The Irish Cattle and Sheep Farmers’ Association (ICSA) has today (Thursday, December 16) set out a series of proposals to the Minister for Agriculture, Food and the Marine to provide substantial funding to active farmers in the beef, suckler, and sheep sectors.

The association is calling for the funding to help farmers deliver “win/win” solutions on climate change.

In a meeting with Minister Charlie McConalogue, ICSA president Dermot Kelleher said that the achievement of climate targets is totally dependent on keeping farmers viable in the cattle and sheep sectors.  

“Policies that involve getting farmers to quit or to substantially undermine the productivity of their farms is a road to nowhere,” Kelleher said.

“Land will have to be farmed and food will have to be produced and the question is how to do this with the correct balance between profit and sustainability.

“ICSA is adamant that [this] means a resilient beef finishing sector as well as keeping our less intensive suckler and sheep sectors intact to the greatest extent possible.”

ICSA proposes supports

The ICSA has proposed additional supports of €80 million for store and beef producers, €60 million for suckler producers and €50 million for the sheep sector, along with €50 million for red clover reseeding.

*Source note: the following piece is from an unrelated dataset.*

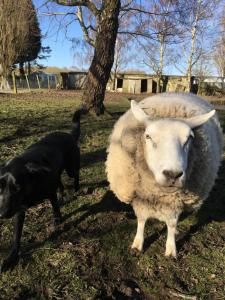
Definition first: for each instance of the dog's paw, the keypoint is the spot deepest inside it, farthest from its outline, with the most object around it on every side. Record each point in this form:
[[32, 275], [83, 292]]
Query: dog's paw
[[9, 263], [57, 221], [76, 187]]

In addition, the association has said that money will be needed to offset methane-reducing feed additives and overall, the ICSA sees that costing €250 million per year for the next seven years.

“This is the minimum package we want to see to support active farmers, and this must be at the centre of the climate targets,” Kelleher continued.

“In practice it would include incentives for weighing on a regular basis, allocated to DNA-tested animals only, and a scheme to incentivise increased efficiency around suckler calving.

“A key point is that reducing calving interval and average first-calving date must be realistic and based on marginal improvements across the board rather than any demand to calve at two-years-old.

“It is not a saleable proposition to tell farmers that they must switch from three-year-old to two-year-old calving. However, if every farmer calved a month earlier on average, and eliminated passenger cows, there would be significant economic and climate gains,” Kelleher added.

Funding

The ICSA is urging the minister to bring a positive package forward to bring profitability back into the suckler, beef and sheep sectors.

“Failure to do this will simply result in a continuing exodus to more intensive dairy farming,” Kelleher explained.

“No sector is being asked to do as much per capita as some 100,000 livestock farmers.

“Drystock farmers, in particular, stand ready and eager to adapt to our new climate realities but these are low-income sectors; they need significant financial support, and the government has an obligation to provide that support,” he said.

During the meeting with the minister, Kelleher insisted that all farmers who applied to ACRES should be admitted to the scheme straight away.

“It makes no sense whatsoever to excluding 16,000 farmers who are champing at the bit to get on with meeting our climate goals, Kelleher stressed.

“It is also unjust that these farmers will be financially penalised as they will miss out on a payment that heretofore has been a part of their annual income.”